Beyonc□, or How We Can All Learn From Other Developers’ Character Encoding Mistakes
I’m sure everyone who reads this blog has noticed, at some point, the result of another developer’s mistake in dealing with Unicode or other character encodings. I’ve had a few issues myself. To the left, you can see how my Napster displayed a Beyoncé song as Beyonc□. You may have seen a black diamond symbol with a question mark in it while browsing a web page, or perhaps other strange symbols when interacting with programs or web pages.
Most, if not all of these, are inconsistencies when dealing with character encoding, with most of them being Unicode. Hazarding a guess, Beyoncé’s is likely stored as Unicode (UTF-16) in Napster’s database, but when output on the screen, it is converted down to UTF-8 or ASCII. Either way, it can’t be converted down, so an entity is displayed.
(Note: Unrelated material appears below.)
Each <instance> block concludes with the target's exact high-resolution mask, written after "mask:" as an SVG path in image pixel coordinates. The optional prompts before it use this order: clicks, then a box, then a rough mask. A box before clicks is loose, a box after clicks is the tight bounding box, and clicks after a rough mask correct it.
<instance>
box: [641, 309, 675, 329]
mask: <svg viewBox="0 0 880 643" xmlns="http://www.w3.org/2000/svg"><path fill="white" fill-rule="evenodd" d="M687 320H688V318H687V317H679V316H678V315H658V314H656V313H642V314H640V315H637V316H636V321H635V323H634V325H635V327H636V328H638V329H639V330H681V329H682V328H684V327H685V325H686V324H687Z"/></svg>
There is even a shirt memorializing the problem in T-shirt form:
My issues have been even more low-level than this. I deal with a lot of interaction using EDI with older computer systems running UNIX or or some IBM mainframe OS. None of these are using Unicode for their medical claims adjudication, and are either using ASCII or EBCDIC. Yes, EBCDIC; I have to program using EBCDIC in 2009.
I have to be very careful when I’m converting to and from Unicode, the native format of the string class in .Net, and other character encodings such as ASCII and EBCDIC, and so should you.